Monday 21 January 2013

pure personality

Mid-way through the Christmas holidays I realised that I got my timing very wrong: to be in the last trimester of pregnancy during the hot, crowded, festive season and facing the daily challenge of entertaining two 5-year-olds was mildly exhausting - to say the least.
I know, I know, I must not complain as we do live in one of the most beautiful places on earth...I could have been trapped in a city apartment block with it snowing outside! I'm just not that good with crowds and traffic and sharing our "most beautiful place on earth" with the rest of South Africa - call me selfish. Anyhow its all over and life returns to normal. I can now, smugly, find parking at the beach for my morning walk after dropping the girls at school! And I vow to graciously remember this year- long privilege next festive season, when I am less hormonal - promise.
The great thing about the holidays and my enforced home time (I did not venture off the farm into the madness much) was spending more quality time with the twins. And as a result observing, with a bit more insight than usual, the developments in their personalities.
My father coined a phrase that I love to remember when it comes to inexplicable behavior: "pure personality". And that's just it, we are born with our personality whether we like it or not and no conditioning, discipline or conforming will change the essence of our personalities  We are forever doomed to deal with it's flaws and exalt in it's perfections. Seeing the way my children, born on the same day, under the same stars and raised in the same home, confront various challenges in such extraordinarily different ways confirms this to me each time.

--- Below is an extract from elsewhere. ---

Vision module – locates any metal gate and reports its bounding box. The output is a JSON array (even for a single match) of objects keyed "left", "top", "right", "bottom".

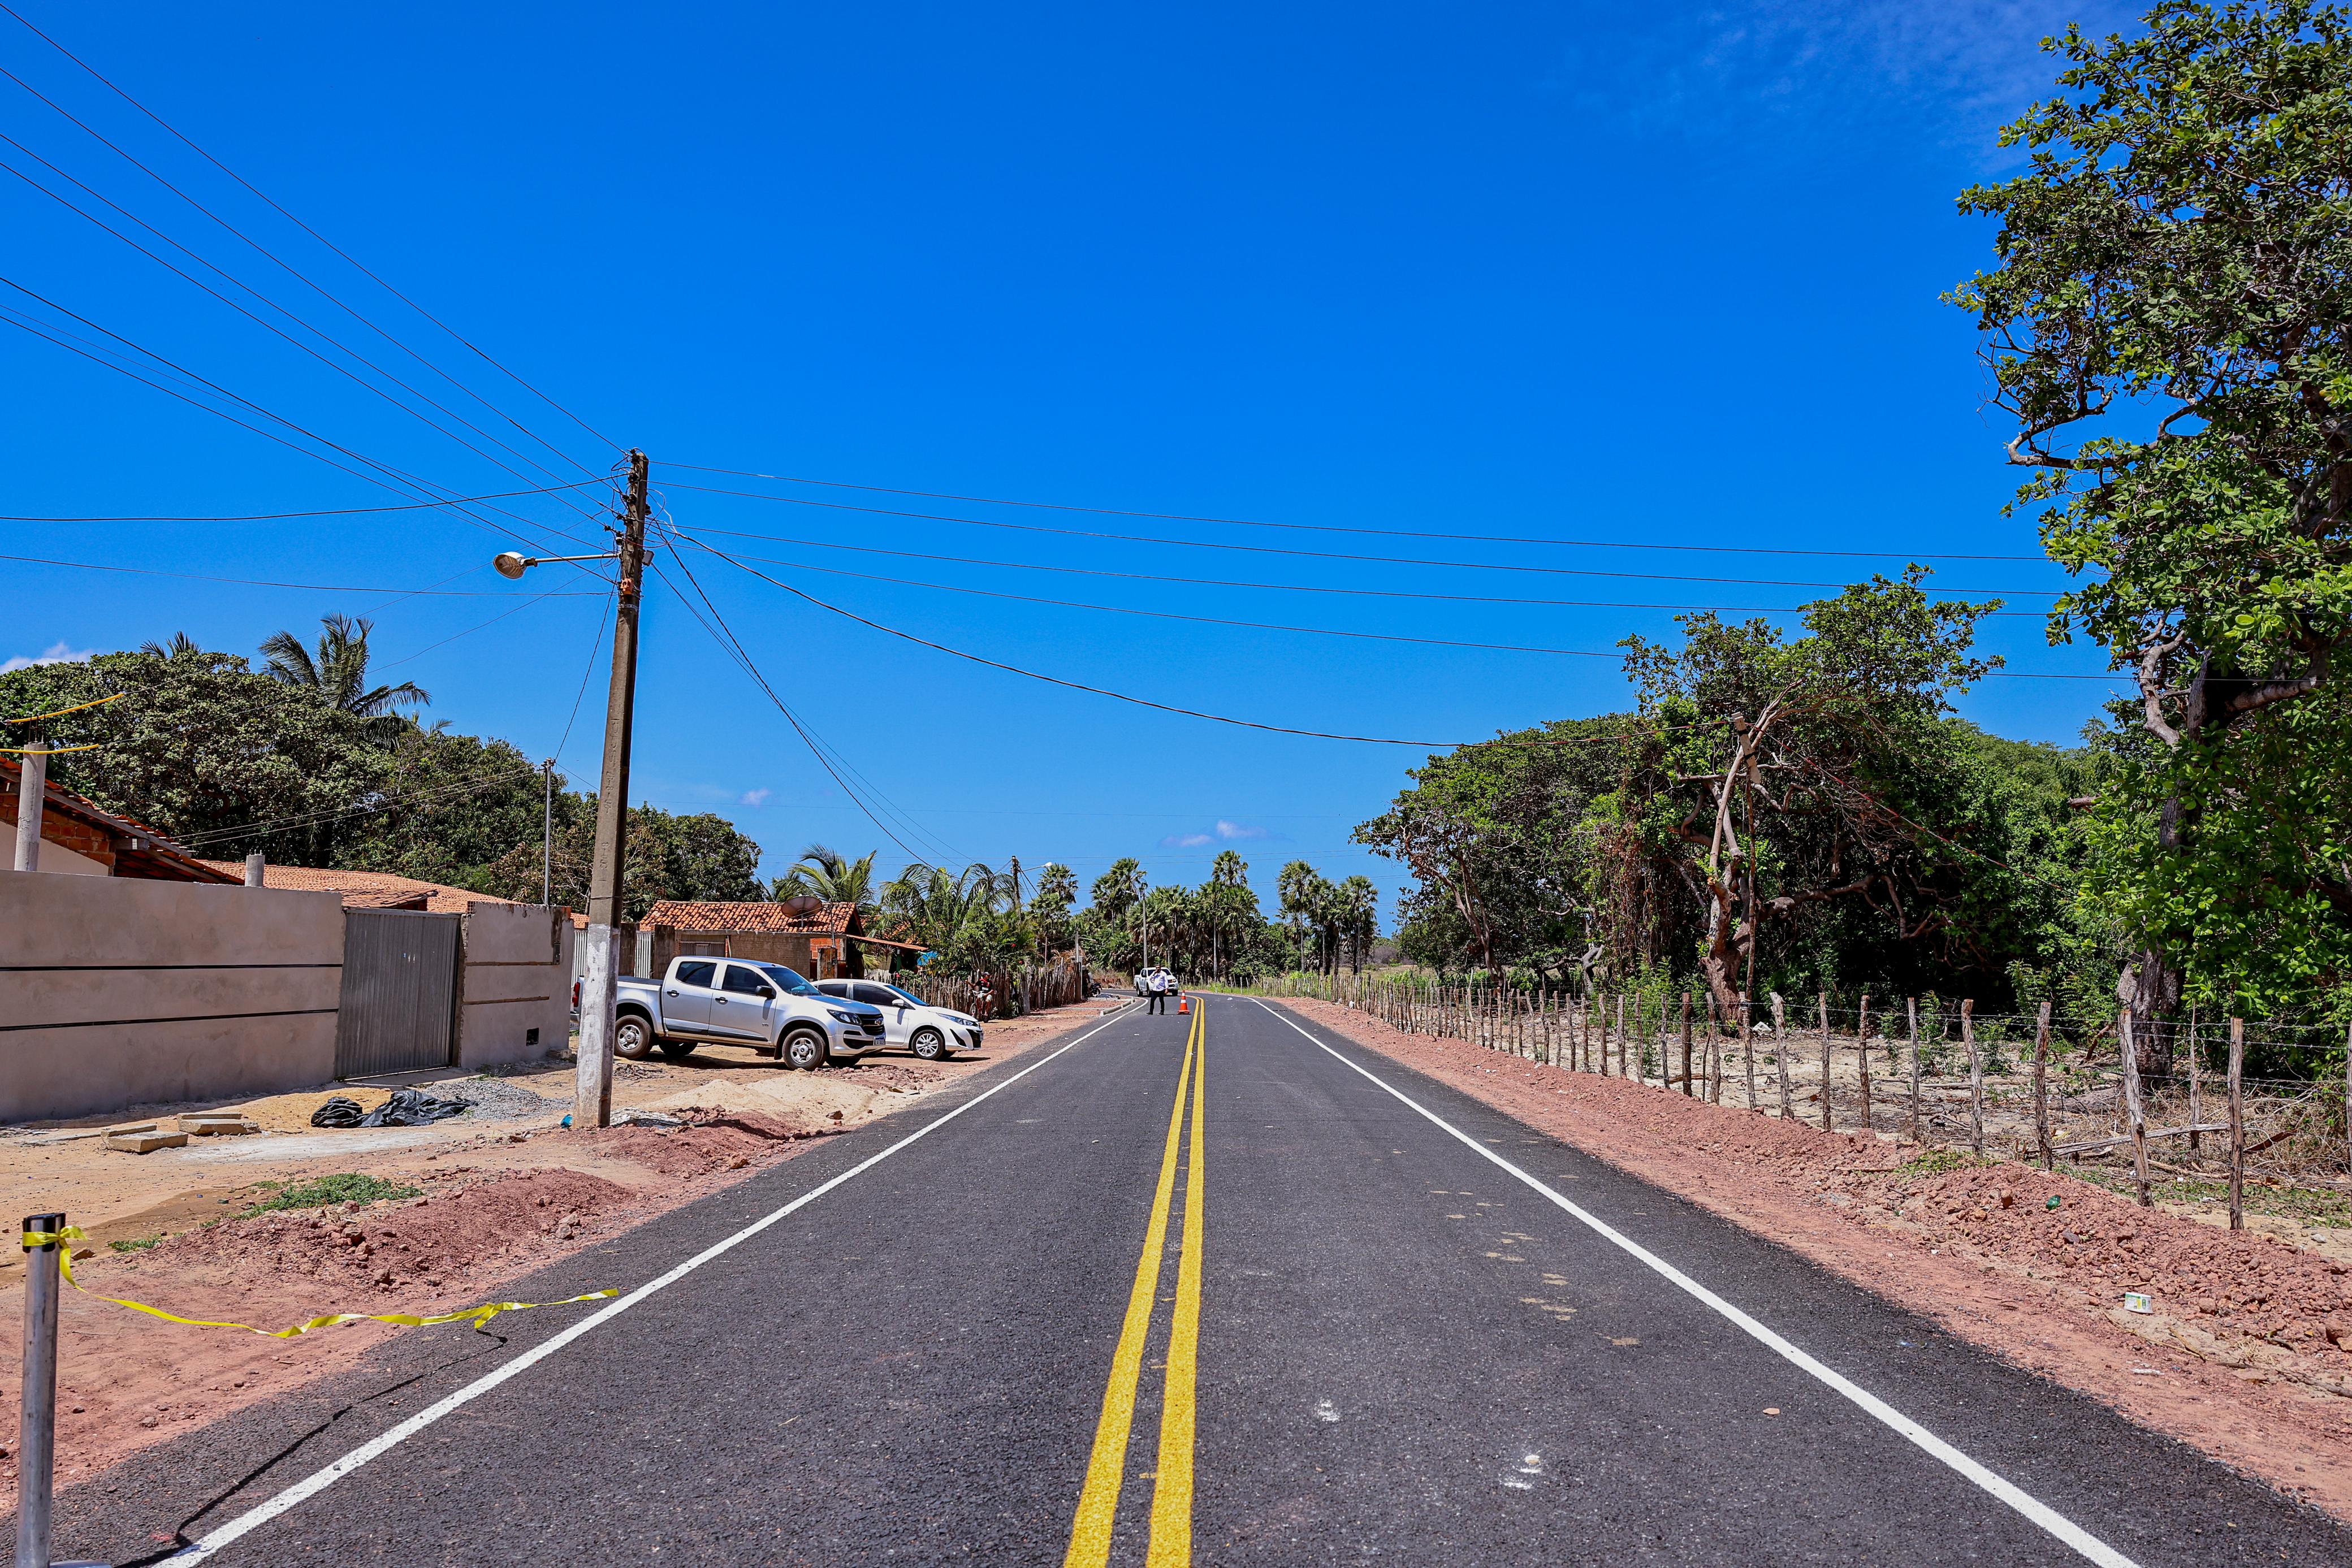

One of the challenges they faced this holiday was learning to ride their bikes. One of them asked for her trainer wheels to be removed on day two and from then on, with the odd 20 minutes put in by Dad, went on to practice daily until she perfected the art of riding her bicycle, which brought her so much pleasure that she forgot all about using her excess energy on punishing me for attention: a valuable realisation on my part!
The other was very keen to try but as soon as she saw she couldn't immediately master it, she grew anxious and angry and gave up. This caused even more frustration as her sister was doing something she couldn't do - but she was be damned if she was going to fall around like a fool in front of anyone - rather ignore the whole project.
Many frustrated tears and tantrums were thrown, to which I responded with logic: "if you don't try, you won't learn," anger: "for goodness sake, either try or don',t but stop punishing all of us too!" and remedial teaching: "Once upon a time there was a little girl who had a twin sister..." None of the above worked until finally her stubbornness gave in and she agreed to let me help her. So, with preggi belly and all, I put in my time daily up and down the driveway and slowly her self-confidence gathered momentum until suddenly she realised "Oh, I can do this!" And she did.
I am so excited about this latest step in development as it gives them a huge leap in freedom and independence. It also confirmed, yet again that no two children are the same and as parents we have to continue to strive to meet their individual personality needs. I guess that throws the "parenting formula" out of the window and another reason why they don't dish out handbooks at birth!